In 2023, the Portuguese construction and housing market presented a mixed picture of challenges and opportunities for real estate investors. The number of building permits decreased by 6.1% compared to the previous year, with 23,439 buildings licensed. Despite this decline, the number of dwellings licensed increased by 3.1%, indicating a growing demand for housing. Notably, new constructions for family housing saw a 6.0% increase, highlighting continued interest in residential developments.
The completion of buildings grew slightly by 1.1%, while completed dwellings increased significantly by 9.2%, suggesting that projects in the pipeline are being finalized efficiently. However, the market experienced a notable contraction in transactions, with the number of dwelling transactions falling by 18.7% to 136,499, the lowest level since 2017. This decrease was accompanied by an 11.9% reduction in the total value of transactions, amounting to €28 billion.
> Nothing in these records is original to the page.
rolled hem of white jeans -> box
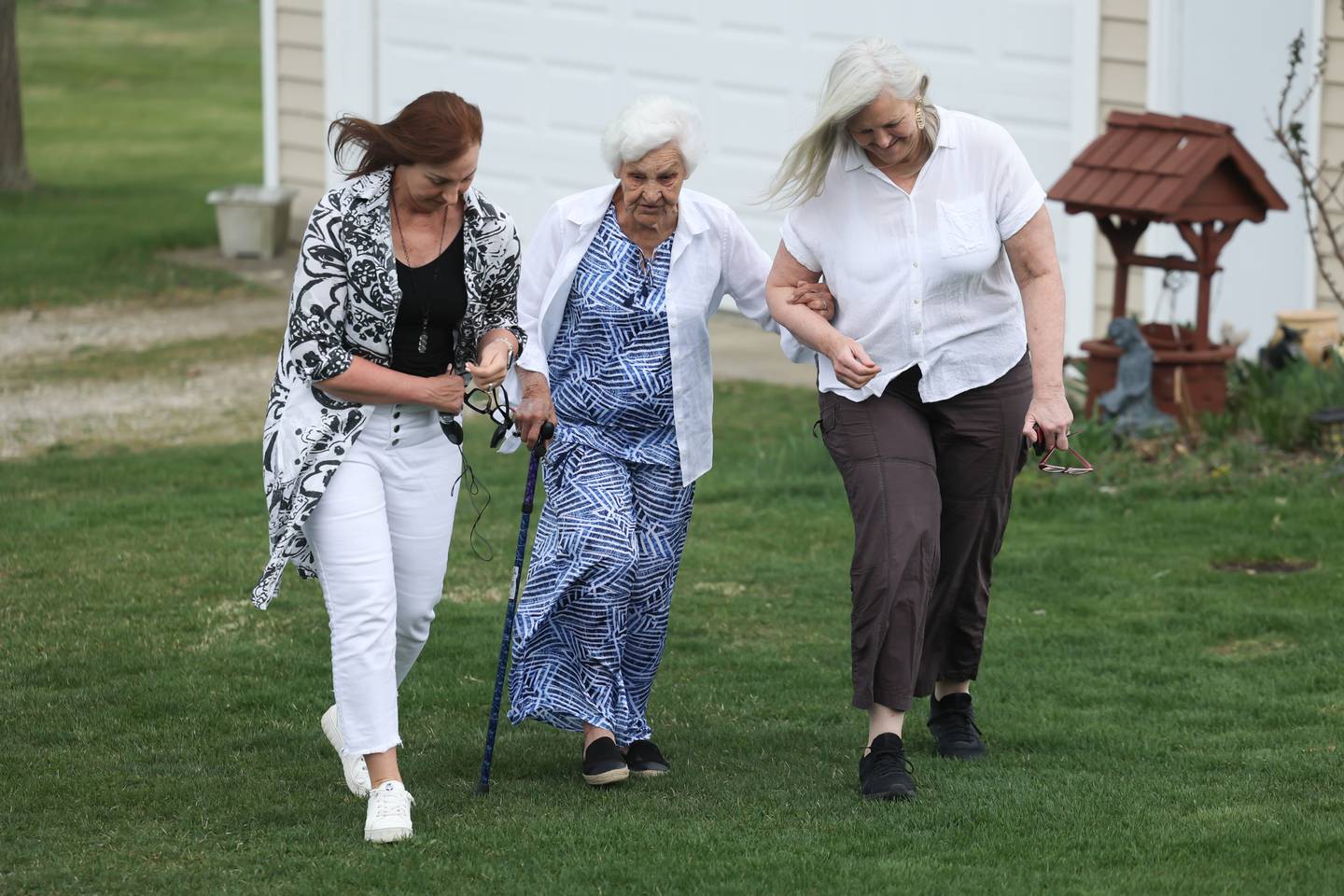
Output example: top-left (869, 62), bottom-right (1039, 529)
top-left (340, 737), bottom-right (402, 756)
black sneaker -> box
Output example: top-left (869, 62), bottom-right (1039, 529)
top-left (859, 734), bottom-right (916, 799)
top-left (583, 737), bottom-right (630, 787)
top-left (929, 693), bottom-right (989, 759)
top-left (625, 740), bottom-right (672, 777)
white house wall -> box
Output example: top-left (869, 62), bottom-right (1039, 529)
top-left (314, 0), bottom-right (1099, 342)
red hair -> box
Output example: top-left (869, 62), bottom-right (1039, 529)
top-left (327, 90), bottom-right (483, 177)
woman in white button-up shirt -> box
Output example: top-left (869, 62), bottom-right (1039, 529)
top-left (767, 39), bottom-right (1071, 798)
top-left (510, 98), bottom-right (833, 786)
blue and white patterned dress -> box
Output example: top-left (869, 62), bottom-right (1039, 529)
top-left (510, 205), bottom-right (694, 746)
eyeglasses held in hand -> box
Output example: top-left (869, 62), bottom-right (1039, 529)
top-left (1032, 423), bottom-right (1097, 476)
top-left (462, 385), bottom-right (513, 449)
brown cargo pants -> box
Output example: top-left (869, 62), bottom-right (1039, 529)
top-left (819, 357), bottom-right (1030, 712)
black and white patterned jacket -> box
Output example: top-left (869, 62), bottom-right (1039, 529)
top-left (251, 168), bottom-right (525, 609)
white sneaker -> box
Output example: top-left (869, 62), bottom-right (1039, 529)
top-left (323, 706), bottom-right (370, 796)
top-left (364, 780), bottom-right (415, 844)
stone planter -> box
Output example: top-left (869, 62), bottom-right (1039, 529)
top-left (1082, 324), bottom-right (1237, 420)
top-left (205, 186), bottom-right (294, 258)
top-left (1276, 308), bottom-right (1340, 367)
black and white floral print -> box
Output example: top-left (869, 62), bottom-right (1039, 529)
top-left (251, 168), bottom-right (526, 609)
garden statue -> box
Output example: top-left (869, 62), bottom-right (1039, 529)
top-left (1097, 317), bottom-right (1176, 438)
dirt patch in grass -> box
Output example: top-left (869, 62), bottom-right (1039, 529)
top-left (1210, 637), bottom-right (1295, 660)
top-left (1212, 557), bottom-right (1316, 575)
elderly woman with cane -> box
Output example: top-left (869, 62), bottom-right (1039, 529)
top-left (510, 97), bottom-right (832, 786)
top-left (253, 91), bottom-right (525, 841)
top-left (766, 39), bottom-right (1072, 799)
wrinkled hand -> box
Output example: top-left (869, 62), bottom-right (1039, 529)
top-left (513, 370), bottom-right (559, 449)
top-left (789, 279), bottom-right (836, 321)
top-left (467, 339), bottom-right (510, 389)
top-left (425, 367), bottom-right (467, 413)
top-left (827, 333), bottom-right (882, 388)
top-left (1021, 391), bottom-right (1074, 450)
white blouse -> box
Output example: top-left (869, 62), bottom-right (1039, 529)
top-left (779, 107), bottom-right (1045, 401)
top-left (517, 183), bottom-right (809, 485)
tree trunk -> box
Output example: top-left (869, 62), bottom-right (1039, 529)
top-left (0, 0), bottom-right (33, 190)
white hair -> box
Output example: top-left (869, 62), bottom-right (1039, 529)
top-left (764, 37), bottom-right (938, 205)
top-left (602, 97), bottom-right (705, 176)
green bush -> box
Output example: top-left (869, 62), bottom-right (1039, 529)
top-left (1225, 349), bottom-right (1344, 452)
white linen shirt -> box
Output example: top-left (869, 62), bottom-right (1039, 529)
top-left (784, 107), bottom-right (1045, 401)
top-left (517, 184), bottom-right (812, 485)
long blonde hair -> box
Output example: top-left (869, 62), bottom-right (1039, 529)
top-left (764, 37), bottom-right (938, 207)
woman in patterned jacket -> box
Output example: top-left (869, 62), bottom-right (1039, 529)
top-left (510, 97), bottom-right (834, 786)
top-left (253, 91), bottom-right (525, 841)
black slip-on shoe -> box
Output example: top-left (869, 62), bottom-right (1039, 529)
top-left (929, 693), bottom-right (989, 759)
top-left (625, 740), bottom-right (672, 777)
top-left (583, 737), bottom-right (630, 787)
top-left (859, 734), bottom-right (916, 799)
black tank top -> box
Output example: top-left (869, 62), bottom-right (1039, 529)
top-left (391, 230), bottom-right (467, 376)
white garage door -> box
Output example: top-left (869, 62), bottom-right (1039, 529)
top-left (325, 0), bottom-right (1098, 343)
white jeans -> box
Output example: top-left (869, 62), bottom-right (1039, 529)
top-left (303, 404), bottom-right (462, 755)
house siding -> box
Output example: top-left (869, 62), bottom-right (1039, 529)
top-left (275, 0), bottom-right (327, 238)
top-left (1316, 0), bottom-right (1344, 328)
top-left (1093, 0), bottom-right (1148, 336)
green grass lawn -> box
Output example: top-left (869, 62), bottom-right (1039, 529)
top-left (0, 0), bottom-right (262, 309)
top-left (0, 385), bottom-right (1344, 893)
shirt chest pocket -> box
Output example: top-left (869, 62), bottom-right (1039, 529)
top-left (938, 193), bottom-right (995, 258)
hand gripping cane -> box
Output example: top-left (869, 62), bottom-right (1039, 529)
top-left (476, 420), bottom-right (555, 796)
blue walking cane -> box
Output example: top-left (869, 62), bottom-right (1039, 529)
top-left (476, 420), bottom-right (555, 796)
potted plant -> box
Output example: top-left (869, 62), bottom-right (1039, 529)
top-left (205, 186), bottom-right (294, 258)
The real estate market also saw a decline in bank appraisals for mortgage loans, which dropped by 11.3%. Despite these decreases, property prices and rents continued to rise. The median price of family dwellings reached €1,611 per square meter, an 8.6% increase from the previous year, with higher prices in regions like Greater Lisbon, Algarve, and Porto Metropolitan Area. The rental market also saw a 10.6% increase in median rents for new lease agreements, reaching €7.21 per square meter.
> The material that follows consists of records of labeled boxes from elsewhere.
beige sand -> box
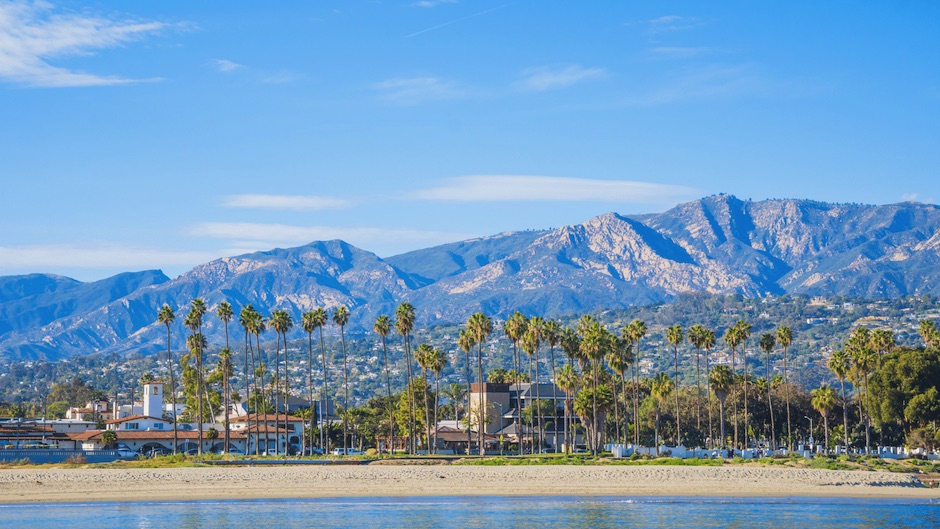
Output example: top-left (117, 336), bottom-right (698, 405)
top-left (0, 464), bottom-right (940, 503)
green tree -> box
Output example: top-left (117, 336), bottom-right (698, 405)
top-left (372, 315), bottom-right (395, 454)
top-left (812, 384), bottom-right (836, 451)
top-left (157, 303), bottom-right (179, 455)
top-left (467, 312), bottom-right (493, 456)
top-left (333, 305), bottom-right (349, 454)
top-left (666, 324), bottom-right (685, 446)
top-left (777, 325), bottom-right (793, 451)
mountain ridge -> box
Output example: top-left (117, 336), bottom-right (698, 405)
top-left (0, 194), bottom-right (940, 358)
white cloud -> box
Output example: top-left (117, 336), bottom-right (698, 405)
top-left (646, 15), bottom-right (705, 33)
top-left (411, 0), bottom-right (457, 7)
top-left (0, 244), bottom-right (216, 273)
top-left (516, 65), bottom-right (607, 92)
top-left (413, 175), bottom-right (697, 204)
top-left (373, 77), bottom-right (466, 105)
top-left (222, 194), bottom-right (351, 210)
top-left (189, 222), bottom-right (475, 251)
top-left (649, 46), bottom-right (709, 59)
top-left (215, 59), bottom-right (245, 73)
top-left (0, 2), bottom-right (166, 87)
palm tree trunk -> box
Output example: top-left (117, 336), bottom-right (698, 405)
top-left (549, 347), bottom-right (558, 452)
top-left (382, 335), bottom-right (392, 455)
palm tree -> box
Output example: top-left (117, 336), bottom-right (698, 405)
top-left (558, 364), bottom-right (581, 454)
top-left (689, 324), bottom-right (711, 433)
top-left (777, 325), bottom-right (793, 451)
top-left (395, 303), bottom-right (416, 454)
top-left (917, 320), bottom-right (940, 347)
top-left (701, 329), bottom-right (718, 446)
top-left (503, 312), bottom-right (529, 455)
top-left (157, 303), bottom-right (179, 455)
top-left (624, 320), bottom-right (646, 445)
top-left (812, 384), bottom-right (836, 453)
top-left (186, 298), bottom-right (207, 455)
top-left (666, 324), bottom-right (685, 446)
top-left (300, 310), bottom-right (318, 453)
top-left (415, 343), bottom-right (434, 454)
top-left (372, 315), bottom-right (395, 454)
top-left (271, 310), bottom-right (294, 455)
top-left (238, 304), bottom-right (258, 454)
top-left (428, 348), bottom-right (446, 454)
top-left (542, 320), bottom-right (561, 450)
top-left (467, 312), bottom-right (496, 456)
top-left (215, 301), bottom-right (235, 452)
top-left (455, 329), bottom-right (483, 455)
top-left (310, 307), bottom-right (330, 452)
top-left (708, 366), bottom-right (734, 448)
top-left (828, 349), bottom-right (851, 453)
top-left (333, 305), bottom-right (349, 454)
top-left (757, 332), bottom-right (777, 449)
top-left (650, 372), bottom-right (674, 456)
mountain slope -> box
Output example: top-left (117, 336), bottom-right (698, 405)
top-left (0, 195), bottom-right (940, 358)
Conclusion for Real Estate Investors
The Portuguese property market in 2023 exhibited a complex landscape. While there was a decline in building permits, transactions, and bank appraisals, the increase in completed dwellings and rising property prices and rents indicate a resilient market with ongoing opportunities for growth, particularly in residential sectors. Investors should carefully consider regional variations and market dynamics when making investment decisions.
On the Other Hand
On the other hand, the decrease in building permits and transactions signals potential risks and a cooling market sentiment, which could impact short-term investment returns. The reduction in bank appraisals also suggests tighter lending conditions, which might constrain financing options for new investments. Therefore, investors should approach the market with caution, considering the potential for slowed market growth and the importance of selecting high-demand regions to mitigate risks.